Officials surveyed damage Sunday from a volatile Occupy protest that resulted in hundreds of arrests the day before and left the historic City Hall vandalized after demonstrators broke into the building, smashed display cases, cut electrical wires and burned an American flag.
Police placed the number of arrests at about 400 from Saturday's daylong protest — the most contentious since authorities dismantled the Occupy Oakland encampment late last year.
Mayor Jean Quan condemned the local movement's tactics as "a constant provocation of the police with a lot of violence toward them" and said the demonstrations were draining scarce resources from an already strapped city. Damage to the City Hall plaza alone has cost $2 million since October, she said, about as much as police overtime and mutual aid.
Oakland has logged five homicides since Friday, and Police Chief Howard Jordan said the law enforcement "personnel and resources dedicated to Occupy reduce our ability to focus on public safety priorities."
The Occupy action was publicized by the group as a planned takeover of a vacant building that would be "repurposed" as a "social center, convergence center and headquarters of the Occupy Oakland movement." In an open letter to Quan on Wednesday, the group warned that if police attempted to thwart the takeover, "indefinite occupation" of Oakland's airport, port and City Hall could follow.
Police prevented an afternoon attempt by protesters to enter the city's idled Henry J. Kaiser Convention Center.
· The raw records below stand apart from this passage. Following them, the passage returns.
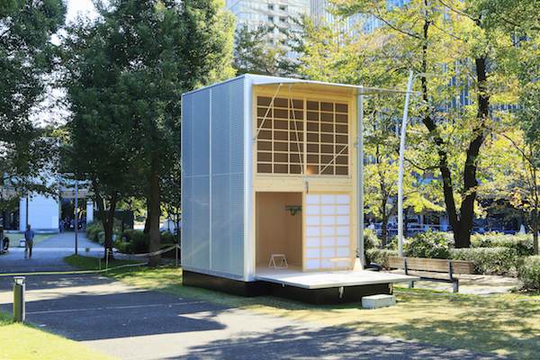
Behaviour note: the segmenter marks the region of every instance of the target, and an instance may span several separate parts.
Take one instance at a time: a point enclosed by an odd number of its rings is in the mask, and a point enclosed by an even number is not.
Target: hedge
[[[540,256],[526,256],[518,267],[518,277],[527,289],[540,289]]]
[[[533,255],[533,236],[530,234],[508,235],[499,232],[471,236],[471,248],[508,248],[518,256]]]
[[[386,256],[397,256],[398,250],[370,248],[365,250],[365,255],[372,262],[382,265],[383,267],[387,267]]]

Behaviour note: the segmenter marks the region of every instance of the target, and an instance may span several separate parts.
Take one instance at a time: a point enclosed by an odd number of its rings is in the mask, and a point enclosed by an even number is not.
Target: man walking
[[[24,231],[24,239],[25,241],[25,245],[24,245],[24,258],[32,258],[32,248],[33,247],[33,236],[34,236],[34,232],[33,230],[30,230],[30,224],[26,225],[26,231]],[[30,256],[26,257],[26,253],[28,252],[28,249],[30,248]]]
Demonstrators then headed to the nearby Oakland Museum of California, where arrests occurred after an order to disperse was ignored. One officer suffered a cut to his face when a demonstrator threw a bicycle at him, another suffered a cut hand and a third was bruised, Watson said. At least one demonstrator was injured.
Later in the night, marchers entered the downtown Oakland YMCA, where hundreds of arrests took place. The City Hall break-in occurred about the same time, officials said.
Throughout the action, some demonstrators threw bottles, rocks, burning flares and other objects at officers. In a tactic that officials said they had not previously encountered, protesters also moved in on the police line carrying elaborate shields. One, displayed at City Hall on Sunday, was about 6 by 4 feet and built of corrugated metal on wood panels, complete with multiple handles. "Commune Move In" was painted on the front.
Occupy Oakland's media committee issued a statement condemning the police response, saying officers did not give demonstrators enough time to disperse before moving in to make mass arrests.
"Contrary to their own policy, the OPD gave no option of leaving or instruction on how to depart," the group said in a news release. "These arrests are completely illegal, and this will probably result in another class action lawsuit against the OPD, who have already cost Oakland $58 million in lawsuits over the past 10 years."
The Police Department is under a federal consent decree stemming from civil rights violations by officers more than a decade ago. A federal judge this month ordered all administrative and policy decisions to first be cleared with a court-appointed monitor.
The department's heavy-handed initial response to last fall's Occupy protests did not help its reputation. The use of tear gas and other projectiles on largely peaceful demonstrators Oct. 25 made international news after a military veteran was struck in the head and seriously injured.
But Quan said Sunday she believed officers had modified their tactics to better single out troublemakers.
"We're tired of one faction using Oakland as their playground," Quan said of demonstrators intent on clashing with police.
Of the first 20 people arrested, she noted, only three were from Oakland. Prosecutors will seek stay-away orders for some of the demonstrators, she added. Such orders were given to a number of people arrested in previous Occupy activity, and Quan said it wasn't clear whether any of them were arrested Saturday.
Oakland officials also will seek monetary damages from protesters, Quan said. In addition, the mayor said she would pursue "restorative justice" by asking that those deemed guilty be put to work picking up garbage and removing graffiti in East Oakland.
In a morning tour of the damaged City Hall, Quan pointed out that a room with a smashed door and toppled soda machine is used for classes for low-income, first-time homeowners. Several flags that had adorned the grand staircase were missing.
City Council agendas and trash littered the floor in the building's grand lobby. Although some graffiti had already been removed, evidence of the previous night's mayhem was visible in broken display cases.
Near the door, a more than century-old architectural model of the regal structure was toppled in its case. Oakland's City Hall was built after the 1906 San Francisco earthquake, and restored after the 1989 Loma Prieta temblor.
"It's really a symbol of how resilient Oakland is," Quan said of the building. "And we'll survive this too."